From my Bavarian corner office, I see teachers taking kiddies for walks rain or shine with their yellow reflective vests. In the chestnut tree alley rimming the ancient town, fresh flower plantings are watered, and the street cleaner keeps everything tidy. There are many more views of hundreds of bikers taking an annual tour of Bavaria, farmers towing pooh-pooh tanks behind their tractors on the way to their fields to spread natural fertilizers, church and veteran parades with marching bands, and occasional cars screeching by pretending to being in an inner-city Monaco Formula-1 rally.

My winter nesting grounds in Florida also includes a very different kind of corner office — not included in the Wiki definition. There, the office is about a meter above sea level in the aft starboard corner of my sailboat. The views are spectacularly different.

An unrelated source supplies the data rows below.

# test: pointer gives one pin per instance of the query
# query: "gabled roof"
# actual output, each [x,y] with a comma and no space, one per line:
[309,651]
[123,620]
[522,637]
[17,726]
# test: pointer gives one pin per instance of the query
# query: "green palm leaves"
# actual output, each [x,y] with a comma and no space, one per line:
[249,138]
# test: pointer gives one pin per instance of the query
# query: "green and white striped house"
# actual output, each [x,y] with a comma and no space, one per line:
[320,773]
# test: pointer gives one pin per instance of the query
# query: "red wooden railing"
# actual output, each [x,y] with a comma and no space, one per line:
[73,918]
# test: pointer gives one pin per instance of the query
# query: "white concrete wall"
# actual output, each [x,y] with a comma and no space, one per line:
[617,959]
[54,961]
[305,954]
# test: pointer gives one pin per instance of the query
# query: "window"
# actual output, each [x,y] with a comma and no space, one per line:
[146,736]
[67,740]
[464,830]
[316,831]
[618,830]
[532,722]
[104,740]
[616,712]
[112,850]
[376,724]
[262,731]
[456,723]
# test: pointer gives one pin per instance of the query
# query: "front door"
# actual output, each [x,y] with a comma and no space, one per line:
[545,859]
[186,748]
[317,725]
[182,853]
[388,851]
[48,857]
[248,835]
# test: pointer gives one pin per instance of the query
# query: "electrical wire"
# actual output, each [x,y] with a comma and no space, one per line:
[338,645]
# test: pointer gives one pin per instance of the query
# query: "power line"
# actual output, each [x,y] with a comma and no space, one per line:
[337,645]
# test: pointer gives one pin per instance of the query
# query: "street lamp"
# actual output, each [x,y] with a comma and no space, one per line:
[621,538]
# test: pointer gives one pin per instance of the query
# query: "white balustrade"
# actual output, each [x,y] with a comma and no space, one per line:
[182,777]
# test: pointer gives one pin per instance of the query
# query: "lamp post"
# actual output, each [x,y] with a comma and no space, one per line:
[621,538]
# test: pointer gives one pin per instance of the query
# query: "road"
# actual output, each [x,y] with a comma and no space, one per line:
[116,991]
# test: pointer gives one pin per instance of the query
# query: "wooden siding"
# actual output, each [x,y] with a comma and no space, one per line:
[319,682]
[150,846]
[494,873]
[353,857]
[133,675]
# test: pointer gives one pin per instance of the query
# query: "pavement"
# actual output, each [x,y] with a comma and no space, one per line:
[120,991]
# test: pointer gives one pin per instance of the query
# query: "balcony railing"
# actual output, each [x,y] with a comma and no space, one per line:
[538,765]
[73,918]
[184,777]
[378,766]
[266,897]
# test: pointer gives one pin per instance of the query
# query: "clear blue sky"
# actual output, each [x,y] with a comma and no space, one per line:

A momentary rainbow appears encircling the marina, duckies scrounging for food, the US Coast Guarding headed for the fuel dock, and much more. Looking up at the sky every few minutes earns a glimpse of a flock of terns from a nearby covered-roof dock, herons waiting patiently on pilings for their next meal, high above an osprey eats his dinner on an FM antenna atop a mast, and at sea level, kayakers, paddle boarders, mega yachts, graceful sailboats, and noisy power boats drive by. When nighttime approaches the moon rises and a hemisphere of stars and planets appear, which we have fun tracking with a old-fashioned planimeter.

There is also a cosmic difference between my summer and winter corner offices. At night, in my Bavarian office I can see the North Star, Polaris. In Bavaria we are at 48 degrees North Latitude, while we are only at 27 degrees North Latitude in Florida and Polaris is totally hidden.

Life is good in both my corner offices.